BranchTaken

Hemlock language insights

Explicit Signage

Extreme sign post

Integers seem like a simple concept. Start with natural numbers (ℕ⁺), incorporate 0 (ℕ⁰), then add a sign to create integers (ℤ). In theory, integers range from -∞ to ∞, but computers currently lack infinite memory, so we have to compromise in implementation. And compromise we do! Some high-level scripting languages try pretty hard to make integers behave like the mathematical definition, but at great computational cost. Most systems programming languages instead utilize high-performance CPU features to provide some combination of limited-range 2’s complement signed integers and unsigned integers which provide modular arithmetic semantics (i.e. fixed-width wrap-around behavior).

It’s bad enough that signed integers in languages like C and C++ have undefined underflow/overflow semantics. Adding insult to injury, it’s common for languages to implicitly convert between types of differing bitwidths! This can produce some very surprising results because the implicit conversion doesn’t consistently happen soon enough to maximize the fidelity of intermediate values.

For an interesting example of how implicit conversion can go wrong, see the analysis of Stagefright vulnerabilities in this blog post. The blog post presents an alternative solution to integer conversion, and is worth reading in its entirety.

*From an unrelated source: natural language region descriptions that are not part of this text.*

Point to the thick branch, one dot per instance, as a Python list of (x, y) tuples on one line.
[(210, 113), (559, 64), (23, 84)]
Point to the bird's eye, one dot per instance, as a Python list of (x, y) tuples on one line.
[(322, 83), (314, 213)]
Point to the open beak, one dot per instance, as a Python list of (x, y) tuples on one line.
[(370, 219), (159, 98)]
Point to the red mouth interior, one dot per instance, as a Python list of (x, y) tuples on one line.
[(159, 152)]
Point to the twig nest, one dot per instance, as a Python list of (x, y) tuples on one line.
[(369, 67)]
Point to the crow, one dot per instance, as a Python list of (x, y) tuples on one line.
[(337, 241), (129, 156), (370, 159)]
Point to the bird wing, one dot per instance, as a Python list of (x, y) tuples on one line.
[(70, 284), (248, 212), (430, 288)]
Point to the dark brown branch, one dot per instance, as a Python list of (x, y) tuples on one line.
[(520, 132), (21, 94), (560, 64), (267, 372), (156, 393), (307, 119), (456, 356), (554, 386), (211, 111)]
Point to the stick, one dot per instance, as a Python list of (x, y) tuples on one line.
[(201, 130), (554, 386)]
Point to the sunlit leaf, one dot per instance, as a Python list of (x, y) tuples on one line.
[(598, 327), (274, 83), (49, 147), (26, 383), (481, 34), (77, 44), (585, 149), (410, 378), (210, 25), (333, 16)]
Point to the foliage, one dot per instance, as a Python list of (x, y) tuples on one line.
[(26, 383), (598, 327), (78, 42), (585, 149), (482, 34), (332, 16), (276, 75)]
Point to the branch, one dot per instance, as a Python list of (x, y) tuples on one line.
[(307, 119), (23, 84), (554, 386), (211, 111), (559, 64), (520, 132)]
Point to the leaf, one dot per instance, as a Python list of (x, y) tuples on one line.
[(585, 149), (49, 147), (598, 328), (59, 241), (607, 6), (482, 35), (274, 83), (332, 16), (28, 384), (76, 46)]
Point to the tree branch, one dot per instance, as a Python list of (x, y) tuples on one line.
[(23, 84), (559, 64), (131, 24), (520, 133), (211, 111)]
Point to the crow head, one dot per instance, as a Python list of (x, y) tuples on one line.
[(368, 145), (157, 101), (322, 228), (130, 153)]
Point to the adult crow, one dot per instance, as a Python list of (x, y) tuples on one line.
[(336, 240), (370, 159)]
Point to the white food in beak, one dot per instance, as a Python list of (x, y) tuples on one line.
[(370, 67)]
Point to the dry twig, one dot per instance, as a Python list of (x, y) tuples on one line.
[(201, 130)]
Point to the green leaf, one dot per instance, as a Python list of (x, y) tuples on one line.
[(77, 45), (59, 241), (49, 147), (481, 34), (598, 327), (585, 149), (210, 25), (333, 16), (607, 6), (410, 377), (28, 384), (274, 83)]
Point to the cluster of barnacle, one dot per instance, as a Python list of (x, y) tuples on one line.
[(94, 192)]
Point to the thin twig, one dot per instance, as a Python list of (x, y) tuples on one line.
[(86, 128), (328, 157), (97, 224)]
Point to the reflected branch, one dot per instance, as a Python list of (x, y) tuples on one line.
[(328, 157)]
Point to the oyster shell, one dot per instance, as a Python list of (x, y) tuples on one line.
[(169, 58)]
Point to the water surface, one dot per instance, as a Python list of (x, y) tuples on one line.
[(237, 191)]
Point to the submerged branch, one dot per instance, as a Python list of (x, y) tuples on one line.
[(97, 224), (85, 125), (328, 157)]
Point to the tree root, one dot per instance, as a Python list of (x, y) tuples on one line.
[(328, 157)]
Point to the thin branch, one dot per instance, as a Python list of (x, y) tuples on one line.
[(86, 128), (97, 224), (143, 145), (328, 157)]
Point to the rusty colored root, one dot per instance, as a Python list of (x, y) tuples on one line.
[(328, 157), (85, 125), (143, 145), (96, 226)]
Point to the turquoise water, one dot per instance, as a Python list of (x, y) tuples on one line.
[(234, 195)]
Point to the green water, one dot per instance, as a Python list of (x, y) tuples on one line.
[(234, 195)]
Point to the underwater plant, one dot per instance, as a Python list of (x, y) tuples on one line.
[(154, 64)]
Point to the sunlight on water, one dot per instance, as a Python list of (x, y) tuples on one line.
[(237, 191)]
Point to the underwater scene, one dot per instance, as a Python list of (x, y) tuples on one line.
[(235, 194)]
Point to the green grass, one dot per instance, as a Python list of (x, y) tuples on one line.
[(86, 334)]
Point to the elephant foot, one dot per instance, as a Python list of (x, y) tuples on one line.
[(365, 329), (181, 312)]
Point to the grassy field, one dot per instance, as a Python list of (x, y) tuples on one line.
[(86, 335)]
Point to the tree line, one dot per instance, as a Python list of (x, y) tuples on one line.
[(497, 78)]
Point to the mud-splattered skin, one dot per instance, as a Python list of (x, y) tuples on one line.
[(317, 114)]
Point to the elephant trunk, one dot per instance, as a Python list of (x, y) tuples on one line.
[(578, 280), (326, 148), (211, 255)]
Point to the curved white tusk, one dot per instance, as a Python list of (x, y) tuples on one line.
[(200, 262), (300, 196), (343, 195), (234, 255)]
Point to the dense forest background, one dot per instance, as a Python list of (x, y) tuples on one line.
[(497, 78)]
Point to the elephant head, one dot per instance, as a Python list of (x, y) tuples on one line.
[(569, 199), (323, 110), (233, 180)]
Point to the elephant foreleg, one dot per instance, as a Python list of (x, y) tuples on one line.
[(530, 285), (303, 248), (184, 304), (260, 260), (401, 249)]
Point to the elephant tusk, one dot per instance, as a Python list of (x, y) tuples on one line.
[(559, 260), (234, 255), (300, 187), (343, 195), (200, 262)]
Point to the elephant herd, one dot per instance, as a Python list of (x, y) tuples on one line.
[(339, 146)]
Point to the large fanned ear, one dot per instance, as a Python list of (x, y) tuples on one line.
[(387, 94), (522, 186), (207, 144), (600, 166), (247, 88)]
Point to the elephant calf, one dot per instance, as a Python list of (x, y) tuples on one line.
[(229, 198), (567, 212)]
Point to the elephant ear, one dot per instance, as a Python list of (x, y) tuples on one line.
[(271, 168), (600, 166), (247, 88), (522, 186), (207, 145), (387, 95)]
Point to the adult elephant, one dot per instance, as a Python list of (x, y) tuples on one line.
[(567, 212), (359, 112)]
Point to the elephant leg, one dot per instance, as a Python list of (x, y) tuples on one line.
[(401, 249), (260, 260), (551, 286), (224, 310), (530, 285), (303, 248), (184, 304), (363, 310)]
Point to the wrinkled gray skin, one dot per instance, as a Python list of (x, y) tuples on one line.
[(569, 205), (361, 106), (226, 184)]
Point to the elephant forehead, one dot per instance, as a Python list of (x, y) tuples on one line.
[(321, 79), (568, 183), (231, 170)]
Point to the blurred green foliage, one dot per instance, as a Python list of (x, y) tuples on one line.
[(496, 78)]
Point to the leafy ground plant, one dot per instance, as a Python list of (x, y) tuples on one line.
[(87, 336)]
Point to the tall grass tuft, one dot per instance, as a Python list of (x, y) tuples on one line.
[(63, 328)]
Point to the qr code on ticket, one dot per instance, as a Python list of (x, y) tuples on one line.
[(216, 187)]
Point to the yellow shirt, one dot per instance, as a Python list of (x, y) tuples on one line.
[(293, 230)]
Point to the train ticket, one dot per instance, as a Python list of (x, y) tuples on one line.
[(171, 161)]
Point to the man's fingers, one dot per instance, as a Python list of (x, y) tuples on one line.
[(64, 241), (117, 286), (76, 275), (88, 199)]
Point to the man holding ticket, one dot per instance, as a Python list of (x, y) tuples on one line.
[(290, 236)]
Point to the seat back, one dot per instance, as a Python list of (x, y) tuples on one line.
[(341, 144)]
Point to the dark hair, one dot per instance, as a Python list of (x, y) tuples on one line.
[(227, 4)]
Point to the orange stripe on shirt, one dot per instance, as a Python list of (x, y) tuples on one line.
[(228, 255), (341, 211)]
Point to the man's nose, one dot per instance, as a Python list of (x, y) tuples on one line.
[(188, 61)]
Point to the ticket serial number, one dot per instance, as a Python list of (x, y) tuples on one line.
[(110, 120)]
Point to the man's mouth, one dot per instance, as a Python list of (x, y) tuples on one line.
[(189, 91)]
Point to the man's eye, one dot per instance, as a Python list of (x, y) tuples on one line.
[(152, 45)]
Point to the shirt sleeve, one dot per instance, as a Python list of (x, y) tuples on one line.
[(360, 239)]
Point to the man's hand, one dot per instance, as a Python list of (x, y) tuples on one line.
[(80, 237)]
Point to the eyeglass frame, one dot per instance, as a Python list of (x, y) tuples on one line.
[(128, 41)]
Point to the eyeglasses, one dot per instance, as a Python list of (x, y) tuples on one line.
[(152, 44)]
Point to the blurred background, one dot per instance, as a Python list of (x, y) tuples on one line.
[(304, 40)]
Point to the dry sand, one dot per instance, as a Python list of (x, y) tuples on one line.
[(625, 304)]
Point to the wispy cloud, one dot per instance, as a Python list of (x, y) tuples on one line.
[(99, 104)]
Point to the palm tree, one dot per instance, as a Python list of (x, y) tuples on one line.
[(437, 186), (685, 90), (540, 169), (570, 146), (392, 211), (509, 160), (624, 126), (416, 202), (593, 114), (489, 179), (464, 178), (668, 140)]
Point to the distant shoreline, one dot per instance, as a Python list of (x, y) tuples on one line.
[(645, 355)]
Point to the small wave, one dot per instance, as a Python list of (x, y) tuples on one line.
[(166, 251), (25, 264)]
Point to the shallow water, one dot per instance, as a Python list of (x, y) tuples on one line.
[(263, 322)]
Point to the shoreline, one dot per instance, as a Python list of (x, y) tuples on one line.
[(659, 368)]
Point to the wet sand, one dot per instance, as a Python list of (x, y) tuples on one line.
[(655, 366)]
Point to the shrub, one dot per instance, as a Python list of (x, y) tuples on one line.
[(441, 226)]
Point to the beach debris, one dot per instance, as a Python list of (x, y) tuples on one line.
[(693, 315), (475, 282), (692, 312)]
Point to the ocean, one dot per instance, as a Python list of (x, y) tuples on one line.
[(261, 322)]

Hemlock takes a rigid approach to integer types that resolves some historical baggage and removes footguns.

I have literally spent decades now fighting the good fight against implicit integer conversion while writing low-level C/C++ code. In Hemlock, all conversions are explicit, and I look forward to a rich set of numerical types that produce exactly the results one would expect when reading the code.